More strange weather followed the next day with us putting our jackets on and taking them off every ten minutes. We walked along Berlins premier street the Kurfuerstendam to KaDeWe or Kaufhaus des Westens an lovely old department store which has been upgraded to be quite modern inside with a large winter garden with glass roof on the top floor.

After a nice lunch at a non tourist little cafe a few streets away we walked to the Kathe Kollwitz museum. She was an artist and sculptress married to a doctor and they lived in a working class suburb in Berlin around the turn of the century. She was a humanitarian who depicted the lives of the working class people and portrayed the poverty and despair of the people in many of her works. She lost one of her two sons in the first world war and a grandson in the second world war. She worked for fifty years in Berlin and died at aged 78 two weeks before the end of the war.

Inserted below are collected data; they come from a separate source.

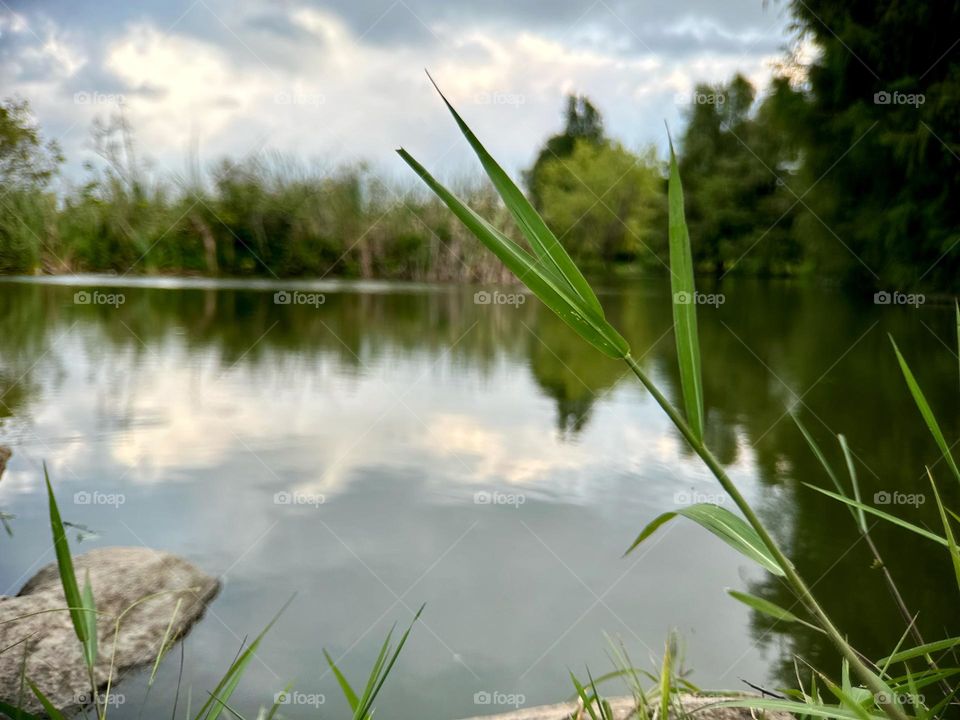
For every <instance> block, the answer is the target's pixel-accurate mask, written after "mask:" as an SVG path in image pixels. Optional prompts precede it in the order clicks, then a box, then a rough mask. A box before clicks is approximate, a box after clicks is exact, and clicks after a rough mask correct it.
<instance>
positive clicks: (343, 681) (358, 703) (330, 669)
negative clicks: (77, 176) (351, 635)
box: [323, 650, 360, 711]
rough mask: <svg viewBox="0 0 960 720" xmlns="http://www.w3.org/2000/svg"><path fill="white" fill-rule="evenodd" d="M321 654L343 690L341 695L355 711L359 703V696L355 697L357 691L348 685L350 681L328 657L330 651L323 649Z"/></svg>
mask: <svg viewBox="0 0 960 720" xmlns="http://www.w3.org/2000/svg"><path fill="white" fill-rule="evenodd" d="M323 656H324V657H325V658H326V659H327V665H329V666H330V670H331V671H332V672H333V676H334V677H335V678H336V679H337V684H338V685H340V690H341V691H342V692H343V696H344V697H345V698H346V699H347V703H348V704H349V705H350V709H351V710H353V711H356V709H357V705H359V704H360V698H358V697H357V693H356V692H354V690H353V688H352V687H350V683H349V682H348V681H347V678H346V677H345V676H344V674H343V673H342V672H340V668H338V667H337V664H336V663H335V662H334V661H333V658H332V657H330V653H328V652H327V651H326V650H324V651H323Z"/></svg>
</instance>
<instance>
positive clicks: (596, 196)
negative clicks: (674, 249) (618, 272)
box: [539, 138, 666, 264]
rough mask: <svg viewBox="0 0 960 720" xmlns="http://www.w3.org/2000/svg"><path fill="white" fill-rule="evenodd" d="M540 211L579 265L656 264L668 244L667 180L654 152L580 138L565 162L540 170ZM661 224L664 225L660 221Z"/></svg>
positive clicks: (653, 151)
mask: <svg viewBox="0 0 960 720" xmlns="http://www.w3.org/2000/svg"><path fill="white" fill-rule="evenodd" d="M539 183H540V184H539V187H540V201H541V211H542V214H543V216H544V219H545V220H546V222H547V225H548V226H550V227H551V228H552V229H553V230H554V232H555V233H556V234H557V236H558V237H559V238H560V239H561V241H562V242H563V243H564V245H565V246H566V247H567V248H569V250H570V252H571V254H572V255H573V256H574V257H575V258H577V260H578V261H581V262H587V263H591V262H592V263H594V264H598V263H604V264H608V263H611V262H615V261H625V260H636V259H638V258H641V259H643V260H645V261H647V262H649V263H652V262H653V261H654V256H653V253H654V252H657V251H659V250H661V249H662V248H663V246H664V241H663V236H664V228H665V227H666V219H665V217H664V208H665V205H666V201H665V199H664V195H663V180H662V178H661V176H660V172H659V167H658V163H657V159H656V155H655V152H654V151H653V149H648V150H646V151H645V152H644V153H643V154H642V155H639V156H638V155H634V154H633V153H631V152H629V151H627V150H626V149H624V148H623V147H622V146H621V145H620V144H618V143H613V142H607V141H604V142H600V143H596V142H591V141H589V140H587V139H585V138H582V139H580V140H577V141H576V142H575V144H574V147H573V149H572V151H571V153H570V154H569V155H568V156H567V157H565V158H559V157H554V158H550V159H547V160H545V161H544V162H543V163H542V165H541V167H540V171H539ZM660 220H662V222H660Z"/></svg>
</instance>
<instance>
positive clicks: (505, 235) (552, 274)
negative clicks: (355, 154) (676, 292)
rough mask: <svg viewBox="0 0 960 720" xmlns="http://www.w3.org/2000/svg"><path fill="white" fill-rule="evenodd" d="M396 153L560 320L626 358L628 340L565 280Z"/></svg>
mask: <svg viewBox="0 0 960 720" xmlns="http://www.w3.org/2000/svg"><path fill="white" fill-rule="evenodd" d="M397 152H398V154H399V155H400V157H402V158H403V160H404V161H405V162H406V163H407V164H408V165H409V166H410V167H411V168H412V169H413V170H414V172H416V173H417V174H418V175H419V176H420V178H421V179H422V180H423V181H424V183H426V185H427V187H429V188H430V189H431V190H432V191H433V192H434V193H436V195H437V196H438V197H439V198H440V199H441V200H442V201H443V202H444V204H445V205H446V206H447V207H448V208H450V210H451V211H452V212H453V214H454V215H456V216H457V218H458V219H459V220H460V222H462V223H463V224H464V225H465V226H466V228H467V229H468V230H469V231H470V232H471V233H472V234H473V235H474V236H476V238H477V239H478V240H480V242H482V243H483V244H484V245H485V246H486V247H487V248H488V249H489V250H490V251H491V252H493V254H494V255H496V256H497V257H498V258H500V261H501V262H503V264H504V265H506V266H507V268H508V269H509V270H510V271H511V272H512V273H513V274H514V275H516V276H517V277H518V278H520V279H521V280H522V281H523V282H524V284H525V285H526V286H527V287H528V288H530V290H531V291H533V294H534V295H536V296H537V297H538V298H540V300H541V301H542V302H543V303H544V304H545V305H546V306H547V307H549V308H550V309H551V310H553V312H555V313H556V314H557V315H558V316H559V317H560V319H561V320H563V321H564V322H565V323H566V324H567V325H569V326H570V327H571V328H573V329H574V330H575V331H576V332H577V333H579V334H580V336H581V337H583V338H584V339H585V340H586V341H587V342H589V343H590V344H592V345H593V346H594V347H596V348H597V349H598V350H600V351H601V352H603V353H604V354H605V355H608V356H609V357H612V358H615V359H618V360H619V359H623V358H624V357H626V356H627V354H628V353H629V352H630V346H629V345H627V341H626V340H624V339H623V338H622V337H621V336H620V334H619V333H618V332H617V331H616V330H615V329H614V328H613V326H612V325H610V323H608V322H607V321H606V320H604V319H603V318H602V317H600V316H597V315H596V314H595V313H594V312H592V311H591V310H589V309H588V308H587V306H586V305H584V304H583V302H582V301H581V300H580V299H579V298H578V297H576V296H575V295H573V293H572V292H571V290H570V289H569V287H568V286H567V283H566V282H565V281H564V280H562V279H561V278H559V277H557V276H556V275H554V274H553V273H552V272H551V271H549V270H548V269H547V268H544V267H541V266H539V264H538V263H537V261H536V260H535V259H534V258H533V257H531V256H530V254H529V253H527V252H526V251H525V250H524V249H523V248H521V247H520V246H519V245H517V244H516V243H515V242H514V241H513V240H511V239H510V238H508V237H507V236H506V235H504V234H503V233H502V232H500V231H499V230H497V229H496V228H495V227H493V226H492V225H490V223H488V222H487V221H486V220H484V219H483V218H482V217H480V216H479V215H477V214H476V213H475V212H474V211H473V210H472V209H470V208H469V207H468V206H467V205H466V204H465V203H464V202H463V201H462V200H460V199H459V198H458V197H457V196H456V195H454V194H453V193H451V192H450V191H449V190H447V189H446V188H445V187H444V186H443V185H441V184H440V183H439V182H438V181H437V180H436V179H435V178H434V177H433V176H432V175H431V174H430V173H429V172H428V171H427V169H426V168H424V167H423V166H422V165H421V164H420V163H419V162H417V161H416V160H415V159H414V158H413V156H411V155H410V154H409V153H408V152H407V151H406V150H403V149H400V150H398V151H397Z"/></svg>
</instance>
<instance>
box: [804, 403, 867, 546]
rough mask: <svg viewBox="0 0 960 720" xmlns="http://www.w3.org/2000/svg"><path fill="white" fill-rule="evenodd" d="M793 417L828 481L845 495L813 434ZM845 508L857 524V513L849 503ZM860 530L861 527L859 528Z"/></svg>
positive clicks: (842, 495) (854, 508) (845, 493)
mask: <svg viewBox="0 0 960 720" xmlns="http://www.w3.org/2000/svg"><path fill="white" fill-rule="evenodd" d="M791 416H792V417H793V421H794V423H796V425H797V427H798V428H799V429H800V434H802V435H803V439H804V440H806V441H807V445H808V446H809V447H810V450H811V452H813V454H814V457H816V458H817V460H819V461H820V465H822V466H823V469H824V470H825V471H826V473H827V476H828V477H829V478H830V481H831V482H832V483H833V486H834V487H835V488H836V489H837V493H838V494H839V495H842V496H843V497H846V496H847V491H846V490H845V489H844V487H843V484H842V483H841V482H840V478H839V477H837V474H836V473H835V472H834V471H833V466H831V465H830V463H829V462H828V461H827V458H826V456H825V455H824V454H823V451H822V450H821V449H820V446H819V445H818V444H817V441H816V440H814V439H813V435H811V434H810V431H809V430H807V428H806V426H805V425H804V424H803V423H802V422H800V418H799V417H797V416H796V415H793V414H791ZM847 510H849V511H850V517H852V518H853V521H854V522H855V523H857V524H858V525H859V522H860V520H859V514H858V512H857V510H856V508H854V507H853V506H851V505H847ZM861 530H862V528H861Z"/></svg>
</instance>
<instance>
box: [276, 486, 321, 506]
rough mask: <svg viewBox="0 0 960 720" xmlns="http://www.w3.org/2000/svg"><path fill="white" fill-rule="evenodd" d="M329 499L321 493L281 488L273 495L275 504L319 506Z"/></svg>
mask: <svg viewBox="0 0 960 720" xmlns="http://www.w3.org/2000/svg"><path fill="white" fill-rule="evenodd" d="M326 501H327V498H326V496H325V495H322V494H320V493H308V492H301V491H300V490H293V491H288V490H281V491H280V492H278V493H275V494H274V496H273V504H274V505H308V506H312V507H315V508H319V507H320V506H321V505H323V504H324V503H325V502H326Z"/></svg>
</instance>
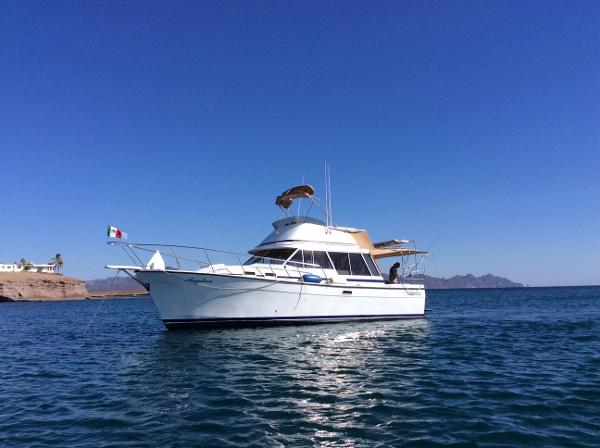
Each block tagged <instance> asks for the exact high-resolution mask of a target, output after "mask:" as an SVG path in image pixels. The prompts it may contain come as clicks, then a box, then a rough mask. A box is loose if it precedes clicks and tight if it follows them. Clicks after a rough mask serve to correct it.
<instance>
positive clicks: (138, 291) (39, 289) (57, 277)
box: [0, 272, 148, 302]
mask: <svg viewBox="0 0 600 448" xmlns="http://www.w3.org/2000/svg"><path fill="white" fill-rule="evenodd" d="M147 296H148V293H147V292H146V291H143V290H141V291H140V290H137V291H131V290H108V291H106V290H105V291H88V289H87V288H86V285H85V282H84V281H83V280H79V279H76V278H73V277H68V276H66V275H61V274H45V273H40V272H2V273H0V302H39V301H59V300H88V299H104V298H110V297H147Z"/></svg>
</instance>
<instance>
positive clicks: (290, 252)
mask: <svg viewBox="0 0 600 448" xmlns="http://www.w3.org/2000/svg"><path fill="white" fill-rule="evenodd" d="M293 252H294V249H267V250H259V251H258V252H256V253H255V254H254V256H253V257H251V258H250V259H249V260H248V261H246V262H245V263H244V264H245V265H250V264H256V263H264V264H283V263H285V261H286V260H287V259H288V258H289V257H290V255H292V253H293Z"/></svg>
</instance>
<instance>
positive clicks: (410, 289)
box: [136, 270, 425, 329]
mask: <svg viewBox="0 0 600 448" xmlns="http://www.w3.org/2000/svg"><path fill="white" fill-rule="evenodd" d="M136 275H137V277H138V278H139V279H140V281H142V282H143V283H145V284H147V285H148V286H149V288H150V295H151V296H152V299H153V301H154V303H155V304H156V307H157V309H158V312H159V314H160V317H161V319H162V321H163V323H164V324H165V326H166V327H167V328H169V329H176V328H185V327H222V326H248V325H277V324H299V323H318V322H331V321H348V320H375V319H377V320H379V319H407V318H419V317H423V315H424V313H425V289H424V288H423V286H422V285H385V284H383V283H372V284H364V283H363V284H361V285H357V284H351V283H348V284H315V283H305V282H302V281H301V280H290V281H283V280H279V279H278V280H275V279H273V278H267V277H262V278H258V277H257V278H249V277H246V276H236V275H222V274H209V273H195V272H181V271H147V270H140V271H136Z"/></svg>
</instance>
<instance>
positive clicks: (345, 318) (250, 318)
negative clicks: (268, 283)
mask: <svg viewBox="0 0 600 448" xmlns="http://www.w3.org/2000/svg"><path fill="white" fill-rule="evenodd" d="M414 317H423V314H372V315H370V314H368V315H365V314H349V315H337V316H298V317H295V316H286V317H210V318H202V319H163V322H164V323H179V322H181V323H187V322H222V321H229V322H234V321H256V322H259V321H277V320H296V321H302V320H330V319H386V318H389V319H398V318H400V319H402V318H414Z"/></svg>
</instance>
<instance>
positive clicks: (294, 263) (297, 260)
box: [288, 249, 304, 266]
mask: <svg viewBox="0 0 600 448" xmlns="http://www.w3.org/2000/svg"><path fill="white" fill-rule="evenodd" d="M288 264H291V265H294V266H302V265H303V264H304V254H303V253H302V249H298V251H297V252H296V253H295V254H294V256H293V257H292V258H290V261H288Z"/></svg>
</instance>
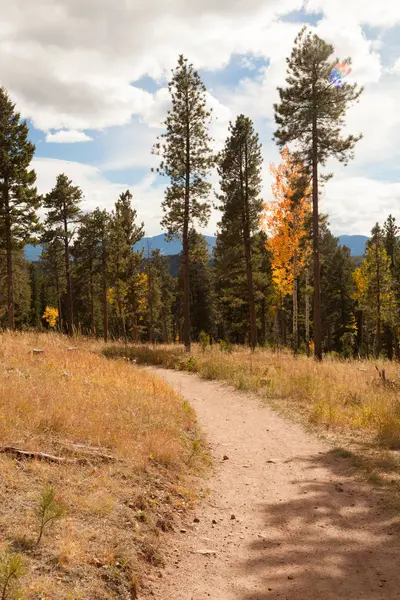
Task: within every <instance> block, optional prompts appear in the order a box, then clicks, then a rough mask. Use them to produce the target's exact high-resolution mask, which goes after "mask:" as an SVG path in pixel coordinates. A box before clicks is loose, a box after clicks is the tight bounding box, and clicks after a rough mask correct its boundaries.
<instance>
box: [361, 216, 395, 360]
mask: <svg viewBox="0 0 400 600" xmlns="http://www.w3.org/2000/svg"><path fill="white" fill-rule="evenodd" d="M384 242H385V240H384V237H383V234H382V230H381V228H380V227H379V225H378V223H377V224H376V225H375V227H374V228H373V229H372V232H371V239H370V240H369V242H368V248H367V251H366V253H365V257H364V260H363V262H362V264H361V266H360V267H359V269H357V270H356V271H355V274H354V279H355V283H356V286H357V294H356V297H357V299H358V302H359V305H360V307H361V308H362V309H363V310H364V311H365V313H366V316H367V326H368V325H369V329H370V330H372V332H373V336H374V341H373V353H374V356H376V357H378V356H379V355H380V353H381V350H382V328H383V326H384V325H389V326H391V327H393V326H394V325H395V324H396V317H397V313H398V300H397V298H396V295H395V288H394V282H393V277H392V271H391V261H390V258H389V256H388V254H387V252H386V248H385V243H384Z"/></svg>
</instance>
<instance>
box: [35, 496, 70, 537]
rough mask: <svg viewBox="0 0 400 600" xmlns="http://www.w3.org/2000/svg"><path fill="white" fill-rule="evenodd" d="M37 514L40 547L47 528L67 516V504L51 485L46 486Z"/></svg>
mask: <svg viewBox="0 0 400 600" xmlns="http://www.w3.org/2000/svg"><path fill="white" fill-rule="evenodd" d="M35 513H36V516H37V518H38V520H39V534H38V537H37V540H36V546H39V544H40V542H41V539H42V537H43V532H44V530H45V528H46V527H47V526H48V525H50V523H52V522H53V521H57V520H59V519H61V518H62V517H63V516H64V514H65V504H64V502H63V501H62V499H61V498H60V496H59V495H58V494H57V491H56V490H55V489H54V488H53V487H52V486H51V485H48V486H46V487H45V488H44V490H43V492H42V493H41V495H40V498H39V501H38V504H37V506H36V508H35Z"/></svg>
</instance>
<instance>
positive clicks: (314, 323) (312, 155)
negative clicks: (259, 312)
mask: <svg viewBox="0 0 400 600" xmlns="http://www.w3.org/2000/svg"><path fill="white" fill-rule="evenodd" d="M312 138H313V139H312V170H313V190H312V196H313V254H314V352H315V358H316V359H317V360H322V334H321V290H320V261H319V213H318V130H317V117H316V115H315V111H314V115H313V125H312Z"/></svg>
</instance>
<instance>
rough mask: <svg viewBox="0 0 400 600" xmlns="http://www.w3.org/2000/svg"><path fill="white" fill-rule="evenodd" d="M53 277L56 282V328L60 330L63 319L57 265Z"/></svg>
mask: <svg viewBox="0 0 400 600" xmlns="http://www.w3.org/2000/svg"><path fill="white" fill-rule="evenodd" d="M54 279H55V282H56V294H57V306H58V328H59V331H60V332H62V327H63V319H62V314H61V310H62V309H61V294H60V279H59V275H58V268H57V266H56V268H55V272H54Z"/></svg>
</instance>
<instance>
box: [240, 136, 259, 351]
mask: <svg viewBox="0 0 400 600" xmlns="http://www.w3.org/2000/svg"><path fill="white" fill-rule="evenodd" d="M241 154H242V148H241ZM247 167H248V165H247V139H246V140H245V143H244V173H243V157H242V155H241V156H240V183H241V186H240V187H241V196H242V201H243V204H242V205H243V241H244V249H245V257H246V275H247V293H248V301H249V317H250V336H249V338H250V339H249V342H250V347H251V348H252V349H253V350H254V349H255V347H256V346H257V319H256V303H255V298H254V282H253V265H252V260H251V238H250V208H249V181H248V169H247ZM243 186H244V189H243Z"/></svg>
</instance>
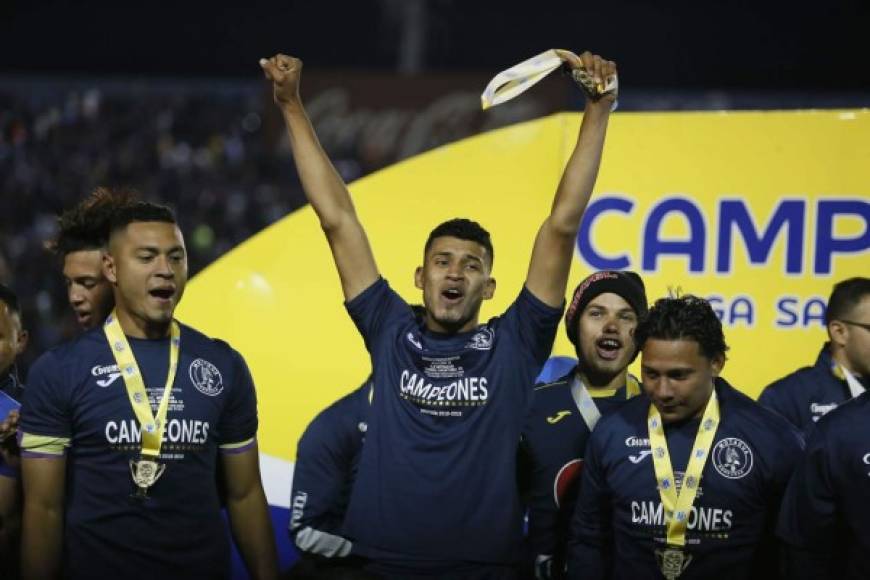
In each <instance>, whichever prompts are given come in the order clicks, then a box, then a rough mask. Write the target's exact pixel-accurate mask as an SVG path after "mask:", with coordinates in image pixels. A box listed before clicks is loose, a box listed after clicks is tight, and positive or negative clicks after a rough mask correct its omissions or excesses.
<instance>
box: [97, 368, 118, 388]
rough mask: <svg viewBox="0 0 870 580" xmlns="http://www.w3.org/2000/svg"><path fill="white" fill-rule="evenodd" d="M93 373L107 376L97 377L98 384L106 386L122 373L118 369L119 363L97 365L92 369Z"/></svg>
mask: <svg viewBox="0 0 870 580" xmlns="http://www.w3.org/2000/svg"><path fill="white" fill-rule="evenodd" d="M91 375H93V376H95V377H105V378H102V379H97V385H99V386H101V387H103V388H106V387H108V386H109V385H111V384H112V383H114V382H115V381H117V380H118V379H119V378H121V373H120V372H119V371H118V365H97V366H95V367H94V368H92V369H91Z"/></svg>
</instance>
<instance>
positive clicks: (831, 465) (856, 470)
mask: <svg viewBox="0 0 870 580" xmlns="http://www.w3.org/2000/svg"><path fill="white" fill-rule="evenodd" d="M777 531H778V533H779V536H780V537H781V538H782V539H783V541H784V542H786V544H788V546H789V560H790V564H791V566H790V570H789V577H790V578H800V579H804V578H806V579H809V578H812V579H814V580H816V579H819V578H821V579H824V578H830V579H832V580H833V579H838V580H839V579H841V578H848V579H855V580H857V579H859V578H860V579H864V580H866V579H867V578H870V394H868V393H864V394H863V395H861V396H859V397H857V398H855V399H853V400H852V401H850V402H849V403H846V404H844V405H842V406H841V407H840V408H838V409H837V410H836V411H833V412H831V413H830V414H829V415H826V416H825V417H824V418H823V419H822V420H820V421H819V422H818V425H817V426H816V429H814V430H813V434H812V436H811V437H810V440H809V442H808V443H807V452H806V454H805V455H804V457H803V459H802V461H801V464H800V466H799V467H798V469H797V471H796V472H795V475H794V477H793V478H792V481H791V482H790V483H789V486H788V491H787V493H786V495H785V499H784V500H783V504H782V512H781V514H780V518H779V526H778V529H777Z"/></svg>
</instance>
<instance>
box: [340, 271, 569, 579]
mask: <svg viewBox="0 0 870 580" xmlns="http://www.w3.org/2000/svg"><path fill="white" fill-rule="evenodd" d="M347 308H348V311H349V312H350V314H351V316H352V317H353V320H354V322H355V323H356V325H357V327H358V328H359V330H360V332H361V333H362V335H363V338H364V339H365V343H366V347H367V348H368V350H369V352H370V354H371V359H372V366H373V383H374V398H373V402H372V408H371V418H370V421H369V429H368V433H367V435H366V444H365V446H364V447H363V453H362V458H361V460H360V467H359V472H358V474H357V481H356V483H355V485H354V489H353V492H352V495H351V502H350V507H349V510H348V516H347V520H346V531H347V533H348V534H349V535H350V536H351V537H352V539H353V540H354V542H355V550H357V551H358V552H359V553H360V554H362V555H364V556H367V557H370V558H373V559H375V560H378V561H380V562H388V561H397V562H411V568H415V567H416V568H418V569H419V568H422V567H428V566H429V565H430V564H432V563H437V564H434V565H435V566H440V567H444V568H449V567H450V566H452V565H454V564H456V563H458V562H477V563H494V564H502V563H506V562H512V561H513V560H514V559H515V558H517V556H518V552H519V550H518V547H519V545H520V543H521V536H522V513H521V509H520V501H519V494H518V490H517V484H516V455H517V446H518V444H519V440H520V432H521V429H522V424H523V420H524V418H525V415H526V413H527V411H528V409H529V404H530V401H531V397H532V385H533V381H534V380H535V377H536V376H537V374H538V372H539V371H540V369H541V367H542V366H543V364H544V361H546V360H547V356H548V355H549V354H550V349H551V347H552V343H553V339H554V338H555V334H556V329H557V327H558V324H559V319H560V315H561V309H558V308H551V307H549V306H547V305H545V304H544V303H543V302H541V301H540V300H538V299H537V298H535V297H534V296H533V295H532V294H531V292H529V291H528V290H527V289H525V288H523V290H522V291H521V293H520V295H519V297H518V298H517V299H516V301H515V302H514V303H513V304H512V305H511V307H510V308H508V310H507V311H506V312H505V314H504V315H503V316H501V317H496V318H493V319H491V320H490V321H489V322H487V323H486V324H484V325H481V326H479V327H478V328H477V329H475V330H473V331H470V332H464V333H458V334H453V335H441V334H436V333H432V332H430V331H428V330H427V329H426V328H425V326H424V325H423V324H422V323H421V322H419V321H417V320H416V319H415V318H414V316H413V313H412V311H411V310H410V309H409V308H408V305H407V304H406V303H405V301H404V300H402V299H401V298H400V297H399V296H398V295H397V294H396V293H395V292H394V291H393V290H392V289H390V287H389V285H388V284H387V282H386V281H385V280H383V279H380V280H378V281H377V282H376V283H374V284H372V285H371V286H370V287H369V288H367V289H366V290H365V291H363V293H362V294H360V295H359V296H358V297H356V298H354V299H353V300H352V301H350V302H349V303H348V304H347Z"/></svg>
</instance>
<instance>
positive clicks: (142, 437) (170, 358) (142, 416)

Maurice had bought a new tablet in Stade and since the programmers decide to change things with every upgrade he had some questions so we went into a media markt in Alexander Platz in Berlin and had it sorted out.

The refurbished “Hamburger Bahnhof” was now a museum of modern art and was previously the main railway station. Maurice felt that he had seen enough of modern art so we went over to the former “East zone” and found our way to a bar called the “Macke Prinz” to see a friend of Maurice’s cousin Lulu however she was in England so we had a drink and then wandered around the interesting neighbourhood and found a bar serving Russian food.
The sky had cleared by the time we made our way back to Gatow and it felt odd to have our sunglasses on at 8.30pm.

A busy morning followed at the campsite, washing, drying clothes and sorting and cleaning the van again. Housework in the van takes about half an hour so it will be hard going back to cleaning a house in the future.

We took a bus back to the city at 4.30pm after having to change trains because a problem on the line, we got to the city about 6pm. It was a warm and sunny thirty degree day so we headed back to take some photos of the Brandenburg gate and then to the “Bundestag” to see where
Germany had it’s seat of government. A large glass dome had been added to the historic building and you could walk around inside it however it had been booked out weeks before so we just viewed it from the outside. There were many government buildings on the opposite bank of the canal. We walked from the Bundestag back to the railway station and then back to the campsite via train and bus.

We left Berlin for Rinteln near Hannover driving through Potsdam, another historic city before taking the backroads for the five hour trip to Rinteln which was about halfway to our final destination of Hoek van Holland.